Suppose we draw points at random from the sample instead of the population. Since there are $ n $ total points in the sample $ \mathbf{x} = \{ x_1, x_2, \ldots, x_n \} $, each point $ x_i $ has probability $ \frac{1}{n} $ of appearing. Now we can create an approximation for $ \mathbb{E}[X] $:

$$ \begin{aligned} \mathbb{E}[X] &\approx \frac{1}{n} \sum_{i=1}^n x_i = \text{mean}({\mathbf{x}}) \end{aligned} $$

Thus, our best estimate of $ \theta^* $ using the information captured in a random sample is $ \hat{\theta} = \text{mean}(\mathbf{x}) $. We say that $ \hat{\theta} $ minimizes the empirical risk, the risk calculated using the sample as a stand-in for the population.

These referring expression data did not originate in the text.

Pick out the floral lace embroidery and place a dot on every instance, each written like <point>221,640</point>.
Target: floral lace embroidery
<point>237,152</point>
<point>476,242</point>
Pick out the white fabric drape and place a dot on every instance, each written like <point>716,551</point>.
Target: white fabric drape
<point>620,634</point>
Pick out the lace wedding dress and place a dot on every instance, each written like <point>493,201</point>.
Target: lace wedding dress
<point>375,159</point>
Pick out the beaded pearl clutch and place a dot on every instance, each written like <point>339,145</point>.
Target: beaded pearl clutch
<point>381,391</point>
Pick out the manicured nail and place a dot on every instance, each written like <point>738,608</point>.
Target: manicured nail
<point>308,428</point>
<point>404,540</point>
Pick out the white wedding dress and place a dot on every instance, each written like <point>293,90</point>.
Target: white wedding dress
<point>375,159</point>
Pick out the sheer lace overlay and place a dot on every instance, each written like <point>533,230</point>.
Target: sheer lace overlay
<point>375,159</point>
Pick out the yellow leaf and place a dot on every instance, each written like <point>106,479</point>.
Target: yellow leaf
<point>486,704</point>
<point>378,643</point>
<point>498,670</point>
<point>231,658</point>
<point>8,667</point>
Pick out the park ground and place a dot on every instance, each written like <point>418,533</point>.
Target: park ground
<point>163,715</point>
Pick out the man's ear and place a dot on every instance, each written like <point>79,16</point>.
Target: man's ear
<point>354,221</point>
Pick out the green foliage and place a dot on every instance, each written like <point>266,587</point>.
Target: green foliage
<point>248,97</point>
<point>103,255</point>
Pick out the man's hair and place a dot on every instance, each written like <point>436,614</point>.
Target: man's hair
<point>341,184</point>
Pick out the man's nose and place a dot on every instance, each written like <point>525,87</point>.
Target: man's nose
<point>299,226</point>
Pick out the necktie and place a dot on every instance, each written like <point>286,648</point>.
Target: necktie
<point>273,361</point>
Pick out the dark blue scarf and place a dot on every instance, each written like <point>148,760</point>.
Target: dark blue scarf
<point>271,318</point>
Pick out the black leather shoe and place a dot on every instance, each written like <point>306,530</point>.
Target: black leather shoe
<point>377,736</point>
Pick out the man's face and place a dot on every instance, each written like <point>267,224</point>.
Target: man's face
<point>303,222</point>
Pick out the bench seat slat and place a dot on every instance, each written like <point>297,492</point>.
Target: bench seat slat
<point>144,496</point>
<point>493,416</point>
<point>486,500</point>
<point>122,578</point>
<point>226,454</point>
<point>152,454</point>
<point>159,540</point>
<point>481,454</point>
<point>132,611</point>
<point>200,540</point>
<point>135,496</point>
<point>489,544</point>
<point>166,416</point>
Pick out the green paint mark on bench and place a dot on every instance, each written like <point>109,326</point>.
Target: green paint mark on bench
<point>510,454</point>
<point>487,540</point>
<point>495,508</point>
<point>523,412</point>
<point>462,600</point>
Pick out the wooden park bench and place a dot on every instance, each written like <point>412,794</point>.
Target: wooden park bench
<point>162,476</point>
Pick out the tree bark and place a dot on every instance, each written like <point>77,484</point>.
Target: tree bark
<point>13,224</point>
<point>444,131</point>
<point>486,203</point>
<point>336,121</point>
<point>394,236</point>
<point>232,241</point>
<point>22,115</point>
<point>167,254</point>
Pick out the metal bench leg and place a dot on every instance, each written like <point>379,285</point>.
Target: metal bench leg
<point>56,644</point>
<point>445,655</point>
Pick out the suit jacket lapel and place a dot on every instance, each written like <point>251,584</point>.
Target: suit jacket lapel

The Importance of Random Sampling

It is essential to note the importance of random sampling in the approximation above. If our sample is non-random, we cannot make the above assumption that the sample's distribution is similar to the population's. Using a non-random sample to estimate $ \theta^* $ will often result in a biased estimation and a higher risk.

Connection to Loss Minimization

Recall that we have previously shown $ \hat{\theta} = \text{mean}(\mathbf{x}) $ minimizes the MSE loss on a dataset. Now, we have taken a meaningful step forward. If our training data are a random sample, $ \hat{\theta} = \text{mean}(\mathbf{x}) $ not only produces the best model for its training data but also produces the best model for the population given the information we have in our sample.

Summary

Using the mathematical tools developed in this chapter, we have developed an understanding of our model's performance on the population. A model makes accurate predictions if it minimizes statistical risk. We found that the globally optimal model parameter is:

$$ \begin{aligned} \theta^* = \mathbb{E}[X] \end{aligned} $$

Since we cannot readily compute this, we found the model parameter that minimizes the empirical risk.

$$ \begin{aligned} \hat \theta = \text{mean}(\mathbf x) \end{aligned} $$

If the training data are randomly sampled from the population, it is likely that $ \hat{\theta} \approx \theta^* $. Thus, a constant model trained on a large random sample from the population will likely perform well on the population as well.